Early Case Assessment has come back to the forefront of eDiscovery. For a number of years, people focused solely on speeding up the document review process and forgot about the importance of culling data to reduce the volume of material that needs to be reviewed. Given the rapidly increasing volume of ESI, the demand is to get more done, in less time, for less money without sacrificing the quality of the end product. Early Case Assessment tools to the rescue.
Email threading analysis is an extremely effective tool to reduce the volume of data that needs to be examined. Due to the nature of email threading, teams can achieve both significant increases in efficiency and quality. Combined with some workflow improvements, impressive results can be obtained.
Think about how people generally create document review sets. They assign material by custodians to coding/review staff. The problem with this approach is that email chains may be broken when documents sets are arbitrarily created in sets of “X Number” of documents. Reviewers only get a partial story, since all relevant information is not included in their review set. Reviewers can’t possibly understand complex chains of communications if they only have access to parts of the whole. Organizing data by complete conversation, combined with the ability to read only the “inclusive” or most rich email entries, can dramatically reduce the total documents that must be reviewed.
What is an Inclusive Email?
In structured analytics, there are two types of email messages:
- Inclusive – Defined as an email that contains unique content not included in any other email and therefore, MUST be reviewed. For example, emails with no replies or forwards are by definition inclusive as is the last email in a thread.
- Non-Inclusive – Any email whose text and attachments are fully contained in another (inclusive) email. (see footnote 1 for a complete description of email inclusions)
Focusing staff review on only the inclusive emails and removing duplicates will dramatically shorten the review process without any loss in accuracy. The role of the email threading analytics engine is to derive the email threads and determine which subset of each conversation constitutes the minimal inclusive set.
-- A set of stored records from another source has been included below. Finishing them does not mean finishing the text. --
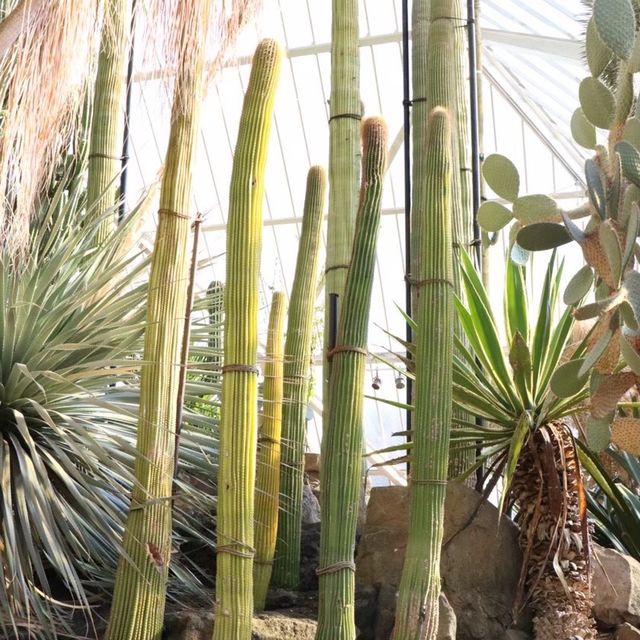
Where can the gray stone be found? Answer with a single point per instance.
(616, 587)
(626, 632)
(271, 625)
(480, 563)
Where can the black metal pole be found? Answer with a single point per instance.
(406, 103)
(127, 114)
(473, 117)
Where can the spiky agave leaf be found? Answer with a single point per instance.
(71, 325)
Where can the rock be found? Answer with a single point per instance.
(626, 632)
(375, 614)
(309, 554)
(616, 587)
(198, 625)
(480, 592)
(310, 506)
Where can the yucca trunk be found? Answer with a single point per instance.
(345, 111)
(140, 587)
(341, 453)
(417, 608)
(268, 465)
(286, 570)
(548, 490)
(438, 79)
(238, 430)
(107, 124)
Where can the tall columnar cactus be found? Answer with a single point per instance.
(107, 124)
(341, 470)
(438, 79)
(298, 345)
(238, 431)
(268, 465)
(417, 609)
(344, 164)
(139, 594)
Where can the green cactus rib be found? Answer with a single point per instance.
(341, 452)
(268, 465)
(417, 608)
(286, 571)
(141, 579)
(238, 431)
(344, 161)
(107, 124)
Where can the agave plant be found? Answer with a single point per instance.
(71, 325)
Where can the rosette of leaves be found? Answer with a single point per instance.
(71, 328)
(609, 239)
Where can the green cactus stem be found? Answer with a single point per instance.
(341, 470)
(268, 465)
(107, 123)
(139, 594)
(417, 608)
(238, 430)
(286, 572)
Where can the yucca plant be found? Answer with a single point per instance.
(527, 441)
(71, 325)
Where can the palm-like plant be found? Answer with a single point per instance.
(71, 326)
(526, 441)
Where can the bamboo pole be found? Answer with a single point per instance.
(238, 430)
(286, 571)
(139, 594)
(268, 465)
(107, 123)
(341, 469)
(417, 608)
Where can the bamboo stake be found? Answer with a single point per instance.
(238, 430)
(341, 470)
(417, 608)
(140, 587)
(268, 466)
(286, 571)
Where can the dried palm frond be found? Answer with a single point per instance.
(42, 81)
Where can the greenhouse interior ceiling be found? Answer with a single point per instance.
(526, 117)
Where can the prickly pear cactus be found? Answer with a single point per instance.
(608, 240)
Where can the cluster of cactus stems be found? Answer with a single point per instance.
(341, 451)
(238, 430)
(609, 238)
(417, 609)
(140, 586)
(268, 464)
(105, 148)
(298, 345)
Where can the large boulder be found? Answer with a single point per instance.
(480, 561)
(616, 587)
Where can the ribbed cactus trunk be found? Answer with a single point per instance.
(438, 79)
(286, 571)
(140, 587)
(107, 124)
(238, 431)
(268, 465)
(345, 111)
(417, 607)
(341, 469)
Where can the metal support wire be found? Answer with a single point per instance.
(406, 103)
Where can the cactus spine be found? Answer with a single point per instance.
(140, 587)
(417, 609)
(238, 431)
(107, 125)
(286, 571)
(341, 471)
(344, 163)
(268, 466)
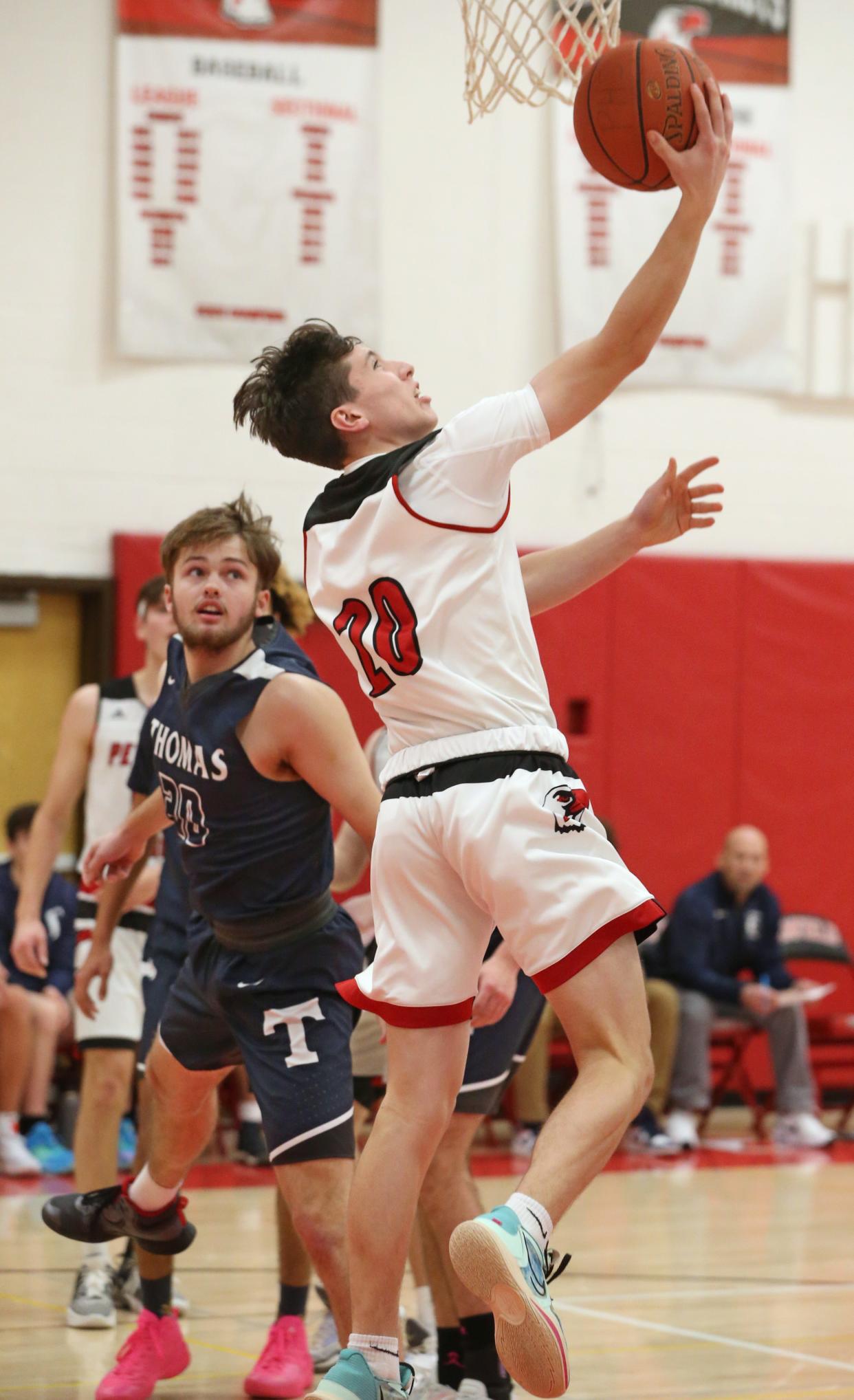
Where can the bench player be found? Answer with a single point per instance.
(482, 820)
(97, 745)
(250, 750)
Inclusiveness analysis ensures that even the smallest changes in content will not be missed by reviewers.
Using Email Threading Analytics Improves Document Review Results
Email threading assessment during an ECA process increases awareness of the content of the document corpus by:
- Understanding the scope your case more quickly since it allows you to focus in on entire conversations rather than just snippets. This can be used to improve search term selection, prioritize custodians and concept cluster choices earlier in the process.
- Improving consistency in coding decisions. Since reviewers are seeing the entire context, small snippets of a conversation may have a clearer meaning and should result in a more consistent and accurate coding calls.
- Providing a great Quality Assessment/Quality Control tool to look for inconsistent coding calls by reviewing all the documents in the thread. In particular, reviewing coding decisions on privilege are easier to review and validate.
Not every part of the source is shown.